VARESE (m.tav.) Una persona scomoda da ricordare. Tanto che divide persino un consiglio di circoscrizione e i promotori sono costretti a ritirare la proposta. Stiamo parlando della dedica, che sta aspettando ormai da anni, a Sergio Ramelli, il giovane militante dell’Msi ucciso nel ’75 a Milano da estremisti di sinistra. La proposta di ricordare con una intitolazione il ragazzo, simbolo di una generazione di militanti, arriva dal consigliere di circoscrizione del Pdl Giacomo Cosentino. Ma finora la discussione è stata rinviata dallo scontro in atto con la Lega Nord. Il presidente leghista della circoscrizione Fabrizio Nova si è infatti detto contrario alla dedica. «Non avevamo i voti
per vincere – spiega Cosentino – perché con l’astensione della Lega la maggioranza non c’era. Soprattutto dopo che nel Pdl siamo rimasti in pochi». L’idea era di intitolare i giardini di via Carraio, di fronte alla scuola elementare, un luogo degno per ricordare una persona morta giovane. Ma l’intitolazione non piaceva troppo alla Lega. In città si era anche aperto il dibattito, e dal Carroccio era emersa la contrarietà dovuta al fatto che Ramelli non aveva nessun legame con Varese, visto che era nato e vissuto a Milano. Un personaggio comunque scomodo, legato all’epoca più buia degli anni di piombo. E quindi a Varese era meglio non ricordarlo.

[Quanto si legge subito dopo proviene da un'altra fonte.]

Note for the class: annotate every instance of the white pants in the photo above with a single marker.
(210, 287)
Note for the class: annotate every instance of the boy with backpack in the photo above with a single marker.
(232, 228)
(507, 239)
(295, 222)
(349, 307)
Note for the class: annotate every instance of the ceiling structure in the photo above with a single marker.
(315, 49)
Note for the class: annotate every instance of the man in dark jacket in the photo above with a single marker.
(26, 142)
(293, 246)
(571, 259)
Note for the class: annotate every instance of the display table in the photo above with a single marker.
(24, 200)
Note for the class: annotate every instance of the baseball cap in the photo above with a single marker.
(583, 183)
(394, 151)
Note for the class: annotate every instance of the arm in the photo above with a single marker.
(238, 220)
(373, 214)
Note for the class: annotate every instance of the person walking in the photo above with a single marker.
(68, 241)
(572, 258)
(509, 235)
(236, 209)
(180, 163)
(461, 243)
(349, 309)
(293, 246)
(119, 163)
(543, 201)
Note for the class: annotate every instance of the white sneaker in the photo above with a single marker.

Ma l’intitolazione potrà andare avanti, in un’altra circoscrizione. Una volta che Cosentino ha ritirato la proposta, la palla è passata di mano a Luca Di Furia, che siede nella terza circoscrizione. Una situazione paradossale, visto che l’intitolazione ha fatto il percorso inverso che aveva già fatto. Infatti i giovani del Pdl oltre un anno fa avevano lanciato la proposta proprio nella terza circoscrizione. Adesso, per motivi politici, si torna all’inizio. E l’ipotesi sembra quella di trovare un luogo al Sacro Monte.